The generated unlinkedCodeBlock is then populated with unlinked bytecode with the call to BytecodeGenerator::generate

error = BytecodeGenerator::generate(vm, rootNode.get(), source, unlinkedCodeBlock, codeGenerationMode, variablesUnderTDZ, ecmaMode);

The function BytecodeGenerator::generate initialises a BytecodeGenerator object with the supplied AST (i.e. the root node reference) and then beings generating bytecode for the AST:

template<typename Node, typename UnlinkedCodeBlock>
static ParserError generate(VM& vm, Node* node, const SourceCode& sourceCode, UnlinkedCodeBlock* unlinkedCodeBlock, OptionSet<CodeGenerationMode> codeGenerationMode, const VariableEnvironment* environment, ECMAMode ecmaMode)
{
    //... code truncated for brevity

    DeferGC deferGC(vm.heap);
    auto bytecodeGenerator = makeUnique<BytecodeGenerator>(vm, node, unlinkedCodeBlock, codeGenerationMode, environment, ecmaMode);
    auto result = bytecodeGenerator->generate();

    //... code truncated for brevity

    return result;
}

First a BytecodeGenerator object is initialised, by calling the BytecodeGenerator constructor.
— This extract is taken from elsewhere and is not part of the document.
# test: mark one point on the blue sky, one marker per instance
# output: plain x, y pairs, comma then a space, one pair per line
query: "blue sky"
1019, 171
This constructor in addition to initialising several aspects of the generator also emits bytecode for the program prologue (e.g. the program entry point).

The call to generate, initiates bytecode generation for various function initalisation constructs before emitting bytecode for the global scope.

ParserError BytecodeGenerator::generate()
{
    //... code truncated for brevity

    m_codeBlock->setThisRegister(m_thisRegister.virtualRegister());

    //... code truncated for brevity

    if (m_restParameter)
        m_restParameter->emit(*this);

    {
        RefPtr<RegisterID> temp = newTemporary();
        RefPtr<RegisterID> tolLevelScope;
        for (auto functionPair : m_functionsToInitialize) {
            FunctionMetadataNode* metadata = functionPair.first;
            FunctionVariableType functionType = functionPair.second;
            emitNewFunction(temp.get(), metadata);
            
            //... code truncated for brevity
        }
    }
    
    bool callingClassConstructor = false;
    
    //... code truncated for brevity
    
    if (!callingClassConstructor)
        m_scopeNode->emitBytecode(*this);
    else {
        emitUnreachable();
    }

    for (auto& handler : m_exceptionHandlersToEmit) {
        Ref<Label> realCatchTarget = newLabel();
        TryData* tryData = handler.tryData;

        OpCatch::emit(this, handler.exceptionRegister, handler.thrownValueRegister);
        
        //... code truncated for brevity

        m_codeBlock->addJumpTarget(m_lastInstruction.offset());

        emitJump(tryData->target.get());
        tryData->target = WTFMove(realCatchTarget);
    }

    m_staticPropertyAnalyzer.kill();

    for (auto& range : m_tryRanges) {
        int start = range.start->bind();
        int end = range.end->bind();
        
        if (end <= start)
            continue;
        
        UnlinkedHandlerInfo info(static_cast<uint32_t>(start), static_cast<uint32_t>(end),
            static_cast<uint32_t>(range.tryData->target->bind()), range.tryData->handlerType);
        m_codeBlock->addExceptionHandler(info);
    }
    
    //... code truncated for brevity

    m_codeBlock->finalize(m_writer.finalize());
    
    //... code truncated for brevity

    return ParserError(ParserError::ErrorNone);
}

The function emitBytecode, called by generate, ends up calling emitProgramNodeBytecode, which as the name suggests is responsible for generating bytecode for the program node by traversing the AST.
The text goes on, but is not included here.